Clinical Professors.

In passing now from hospital and public medicine to the school, I would congratulate this University on the recent appointment of responsible professors of medicine. The rich services and the accomplished staffs of the London hospitals fall far short of their potential capacity because in this respect everybody's business is nobody's business. By general report, by the uneven quality of the clinical training of Cambridge students in London, and by personal comparison of the services in great continental hospitals, or, indeed, of the Edinburgh Infirmary as it was in the days of Begbie and Stewart when I knew it best, and as no doubt it is still to-day, I note in foundations so magnificent as the half dozen chief London hospitals that their defect of responsible clinical professors results in grave shortcomings.

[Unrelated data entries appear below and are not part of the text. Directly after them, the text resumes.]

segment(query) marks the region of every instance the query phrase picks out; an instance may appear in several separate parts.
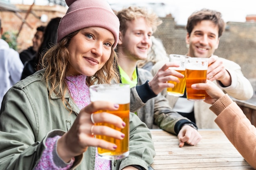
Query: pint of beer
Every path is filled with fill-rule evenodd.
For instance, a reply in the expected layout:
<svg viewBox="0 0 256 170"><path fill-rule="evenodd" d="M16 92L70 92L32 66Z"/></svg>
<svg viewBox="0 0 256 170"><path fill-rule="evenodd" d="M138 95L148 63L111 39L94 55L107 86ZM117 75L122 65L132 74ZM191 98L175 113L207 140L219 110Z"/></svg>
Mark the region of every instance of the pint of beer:
<svg viewBox="0 0 256 170"><path fill-rule="evenodd" d="M115 144L117 148L115 150L110 150L98 148L99 155L102 158L108 160L119 159L129 155L129 114L130 88L128 84L102 84L93 85L89 88L91 102L106 101L119 104L117 111L100 110L97 114L106 112L120 117L126 124L124 128L117 128L115 126L106 123L96 124L96 126L106 126L120 131L125 134L122 140L110 137L105 135L96 135L97 138L105 140Z"/></svg>
<svg viewBox="0 0 256 170"><path fill-rule="evenodd" d="M191 57L187 61L186 67L186 98L189 100L204 100L205 99L205 91L193 89L191 85L206 82L208 58Z"/></svg>
<svg viewBox="0 0 256 170"><path fill-rule="evenodd" d="M186 77L185 72L186 71L186 59L190 58L190 57L177 54L170 54L169 56L170 62L174 62L179 64L179 67L169 67L169 69L174 70L184 75L183 78L179 78L179 83L172 81L168 81L168 83L174 84L174 87L168 88L167 94L175 96L182 96L184 95L185 87L186 86Z"/></svg>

The apprenticeship system died out and no other methodical system took its place. Admirable are the gifts, devoted are the sacrifices of individual physicians and surgeons; and by such virtues this member of the staff or that gathers for a time a fairly regular class about him; yet he is but an unpaid or ill-paid volunteer, whose personal and private interests must be his chief consideration. None of the senior staff is invested with specific duties and responsibilities. Thus, as a whole, the teaching is without system, without concentration, without definite standards. At the best it is a procession of brilliant episodes; in the mean it is casual drills under no commanding officer. Where in these great hospitals do we find, as in France and Germany, a Clinical Professor, of experience no less ripe, by repute no less eminent than his English brethren, devoting the best of his golden hours to the hospital; making and controlling his assistants, guiding his classes in research, and working out his own problems leisurely before their eyes? In our visits to great English hospitals do we not more frequently see the great physician or surgeon flitting rapidly from bed to bed, hemmed in by a crowd of foreign admirers, dropping indeed as he goes pearls of wisdom, but educating nobody. His seed thoughts we pick up thankfully, but still we want also the curious, the leisurely, responsible professional teacher; such professors as you fortunately now possess in Dr. Graham Steell and Dr. George B. Murray.